V2V-GoT is the first Graph-of-Thoughts reasoning framework designed specifically for vehicle-to-vehicle (V2V) collaborative autonomous driving. It integrates multi-vehicle perception information via multimodal large language models to achieve occluded perception and planning-aware prediction, outperforming baseline methods in collaborative perception, prediction, and planning tasks.

## Background and Challenges

One of the core bottlenecks of autonomous driving technology lies in the physical limitations of single-vehicle perception systems, where occlusion issues easily lead to safety hazards. Vehicle-to-vehicle (V2V) communication can expand the field of view, but traditional methods use simple feature fusion, making it difficult to leverage semantic correlations of multi-source information and perform complex reasoning.

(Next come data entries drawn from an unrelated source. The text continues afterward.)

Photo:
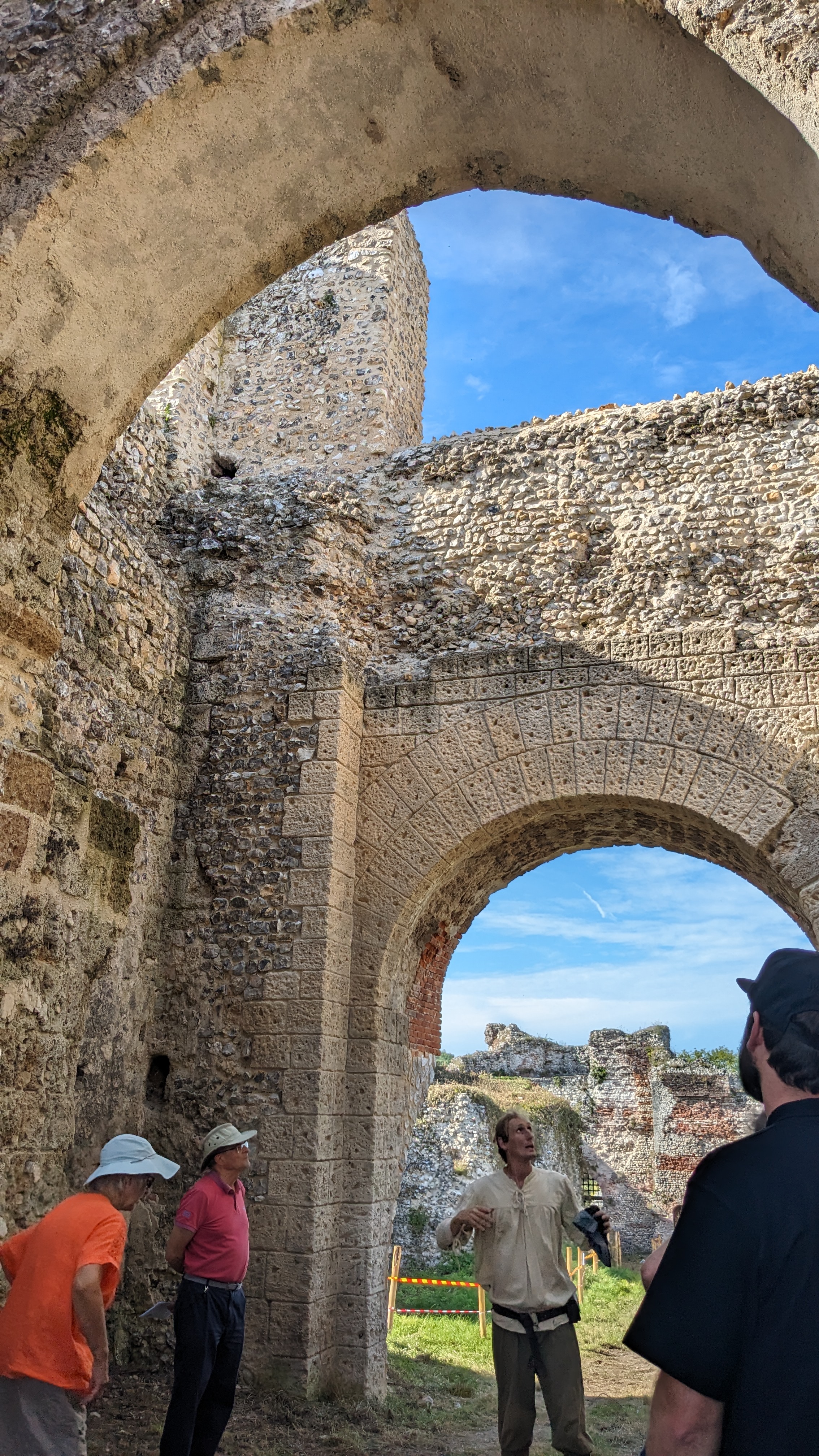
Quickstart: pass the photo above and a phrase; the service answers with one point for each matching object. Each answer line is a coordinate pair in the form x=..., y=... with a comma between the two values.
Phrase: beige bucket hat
x=224, y=1136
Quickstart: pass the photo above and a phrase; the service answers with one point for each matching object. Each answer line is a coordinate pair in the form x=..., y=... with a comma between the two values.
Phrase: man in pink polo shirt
x=211, y=1250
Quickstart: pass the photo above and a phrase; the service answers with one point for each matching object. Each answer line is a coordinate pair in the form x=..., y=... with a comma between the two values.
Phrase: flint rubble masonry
x=296, y=723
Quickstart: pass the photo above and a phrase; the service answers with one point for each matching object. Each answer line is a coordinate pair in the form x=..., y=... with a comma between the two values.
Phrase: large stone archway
x=165, y=166
x=315, y=691
x=499, y=763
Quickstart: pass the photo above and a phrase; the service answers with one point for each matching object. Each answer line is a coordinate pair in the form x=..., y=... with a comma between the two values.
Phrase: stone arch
x=495, y=766
x=221, y=151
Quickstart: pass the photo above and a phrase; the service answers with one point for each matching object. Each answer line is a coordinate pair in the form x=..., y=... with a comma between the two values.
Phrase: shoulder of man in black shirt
x=731, y=1309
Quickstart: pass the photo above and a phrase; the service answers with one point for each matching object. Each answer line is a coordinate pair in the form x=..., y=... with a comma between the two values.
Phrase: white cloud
x=598, y=906
x=677, y=934
x=685, y=293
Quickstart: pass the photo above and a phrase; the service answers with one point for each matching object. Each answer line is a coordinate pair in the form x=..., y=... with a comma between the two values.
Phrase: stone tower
x=329, y=363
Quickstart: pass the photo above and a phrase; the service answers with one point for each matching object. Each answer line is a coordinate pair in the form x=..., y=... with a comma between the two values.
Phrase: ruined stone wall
x=91, y=755
x=452, y=1145
x=330, y=360
x=647, y=1119
x=645, y=519
x=308, y=718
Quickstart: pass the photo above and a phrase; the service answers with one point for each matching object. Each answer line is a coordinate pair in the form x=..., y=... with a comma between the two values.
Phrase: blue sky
x=541, y=305
x=621, y=937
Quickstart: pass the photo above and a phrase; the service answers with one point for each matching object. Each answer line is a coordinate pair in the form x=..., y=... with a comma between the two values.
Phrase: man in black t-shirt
x=732, y=1315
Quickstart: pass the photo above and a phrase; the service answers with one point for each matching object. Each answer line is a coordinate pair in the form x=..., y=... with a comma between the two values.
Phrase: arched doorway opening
x=218, y=161
x=602, y=982
x=498, y=790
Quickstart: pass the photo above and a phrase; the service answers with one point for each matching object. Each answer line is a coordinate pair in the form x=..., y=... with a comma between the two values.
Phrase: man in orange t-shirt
x=65, y=1273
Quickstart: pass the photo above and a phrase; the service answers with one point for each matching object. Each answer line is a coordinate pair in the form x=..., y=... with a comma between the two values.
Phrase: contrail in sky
x=594, y=902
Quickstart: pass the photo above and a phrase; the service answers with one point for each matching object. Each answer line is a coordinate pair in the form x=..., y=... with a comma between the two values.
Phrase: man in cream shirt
x=521, y=1216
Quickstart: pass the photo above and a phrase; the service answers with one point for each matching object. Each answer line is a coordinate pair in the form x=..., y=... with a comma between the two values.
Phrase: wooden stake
x=393, y=1285
x=483, y=1311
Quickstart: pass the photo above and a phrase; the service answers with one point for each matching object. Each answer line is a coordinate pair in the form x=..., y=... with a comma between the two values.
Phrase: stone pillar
x=296, y=1232
x=327, y=365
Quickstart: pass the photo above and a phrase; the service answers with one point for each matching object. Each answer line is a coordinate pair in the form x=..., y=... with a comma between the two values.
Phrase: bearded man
x=731, y=1317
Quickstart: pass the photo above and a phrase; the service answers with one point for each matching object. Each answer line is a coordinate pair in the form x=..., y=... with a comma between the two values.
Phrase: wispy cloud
x=559, y=305
x=598, y=906
x=684, y=931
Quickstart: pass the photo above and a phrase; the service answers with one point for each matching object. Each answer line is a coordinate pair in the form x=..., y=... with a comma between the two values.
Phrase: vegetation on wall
x=720, y=1059
x=551, y=1117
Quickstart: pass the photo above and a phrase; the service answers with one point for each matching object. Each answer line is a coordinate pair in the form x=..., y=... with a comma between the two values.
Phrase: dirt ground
x=127, y=1420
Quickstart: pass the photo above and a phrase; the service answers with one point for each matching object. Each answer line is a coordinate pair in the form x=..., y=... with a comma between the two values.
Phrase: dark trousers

## Core Methods and Innovations

V2V-GoT introduces Graph-of-Thoughts structured reasoning, decomposed into associated QA nodes. Two key innovations: 1. Occluded perception: Identify occluded areas and infer occluded targets using information from other vehicles; 2. Planning-aware prediction: Predict the behavior of other participants by combining the ego vehicle's candidate trajectories.

## Dataset and Model Training

Constructed the V2V-GoT-QA dataset (based on V2V4Real, including multi-vehicle perception features and QA sequences); fine-tuned using LoRA technology on LLaVA 1.5 for 10 epochs to adapt to the V2V collaborative domain.

## Experimental Result Analysis

Outperforms baselines in collaborative perception, prediction, and planning tasks, with significant advantages in occlusion scenarios; Graph-of-Thoughts provides interpretability, allowing traceable reasoning paths and easy integration of domain knowledge such as traffic rules.

## Open Source Support and Future Outlook

The project is open-source (GitHub includes code, datasets, etc., with datasets hosted on Hugging Face); future extensions can include vehicle-to-infrastructure (V2I) and multimodal sensor fusion scenarios, providing an example for combining large model reasoning with physical perception.